This case involves an overweight, elderly female patient with a history of poor circulation and diabetes. She presented to her podiatrist with non-healing foot ulcers and was referred to vascular surgery for revascularization. The patient received angioplasty and stent treatment as well as antibiotics and was discharged. The patient returned to the hospital several days later and was found to have gangrene and infection around the tissue of her nails. Podiatry obtained cultures which grew multi-drug-resistant bacteria. The patient underwent surgical intervention to amputate her right foot and was discharged. The patient returned to the hospital a week later with a high fever and a rash on her legs and was diagnosed with atypical measles syndrome. The patient deteriorated significantly during this stay. Non-healing at the amputation sites mandated bilateral below the knee amputation but the patient succumbed to pneumonia shortly after the amputation. An expert in podiatry was sought to review the facts and discuss the standard of care in this case.
Question(s) For Expert Witness
- 1. Please describe your background as it relates to this case. How often do you care for patients with similar health profiles?
- 2. What is the standard of care in terms of consulting an infectious disease specialist?
- 3. How often does dry gangrene progress to wet after revascularization?
- 4. What is the standard surgical procedure to manage a patient requiring toe amputation and revascularization of the lower extremity?

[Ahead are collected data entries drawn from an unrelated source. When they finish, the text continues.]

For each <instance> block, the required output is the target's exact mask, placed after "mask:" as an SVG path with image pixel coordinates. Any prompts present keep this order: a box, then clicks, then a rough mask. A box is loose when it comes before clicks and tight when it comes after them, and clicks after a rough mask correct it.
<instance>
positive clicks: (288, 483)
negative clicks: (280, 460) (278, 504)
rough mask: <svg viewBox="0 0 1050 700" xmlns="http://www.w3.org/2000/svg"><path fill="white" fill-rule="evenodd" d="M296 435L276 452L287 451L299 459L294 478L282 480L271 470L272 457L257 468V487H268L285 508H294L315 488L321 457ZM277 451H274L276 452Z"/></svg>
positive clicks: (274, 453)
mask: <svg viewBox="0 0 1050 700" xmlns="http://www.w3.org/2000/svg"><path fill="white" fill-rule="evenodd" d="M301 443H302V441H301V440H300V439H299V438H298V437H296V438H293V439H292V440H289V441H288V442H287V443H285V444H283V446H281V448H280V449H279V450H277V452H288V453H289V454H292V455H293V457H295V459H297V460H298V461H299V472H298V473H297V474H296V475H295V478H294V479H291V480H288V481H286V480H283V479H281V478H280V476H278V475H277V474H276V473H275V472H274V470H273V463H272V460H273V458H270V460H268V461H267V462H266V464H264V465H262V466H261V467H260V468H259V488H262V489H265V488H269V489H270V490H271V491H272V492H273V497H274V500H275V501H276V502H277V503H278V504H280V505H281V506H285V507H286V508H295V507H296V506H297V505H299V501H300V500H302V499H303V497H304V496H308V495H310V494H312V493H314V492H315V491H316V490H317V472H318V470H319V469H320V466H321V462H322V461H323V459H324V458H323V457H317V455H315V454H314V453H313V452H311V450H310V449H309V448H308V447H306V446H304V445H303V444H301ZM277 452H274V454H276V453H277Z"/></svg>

Expert Witness Response E-054072
I have worked in a wound care center for 8+ years. I also do hospital consults on similar patients with similar conditions. It is common to have patients with wounds that also have several systemic and co-morbid conditions. The standard is to assess the severity of the infection and weight the benefits of early vs. delayed intervention. For an infectious disease specialist to become involved, cultures must be obtained to determine the correct antibiotic usage. The patient would have likely been placed on empiric antibiotics prior to the culture results regardless of health status. The key is for appropriate management when infection occurs. If the limb becomes ischemic, even if re-vascularization is performed, an infection can set in quickly, especially in a patient with multiple co-morbid conditions. There are several scenarios that can determine when amputation is appropriate before re-vascularization and vice versa. If there is a severe limb or life-threatening infection, the tissue must be removed regardless of circulatory status. If the patient is stable and/or the gangrene is dry, then re-vasculariztion should be performed prior to amputation. Even then, the blood flow should be re-assessed to determine the proper level of amputation to maximize the chances of healing. This patient obviously had numerous health issues that complicated the outcomes. It is not uncommon for vessels to become re-occluded. Total occlusions can quickly cause distal gangrenous changes. The question is these cases, when there are several sources of infection, is what ultimately caused the patient’s demise; the infections in the extremity or pneumonia?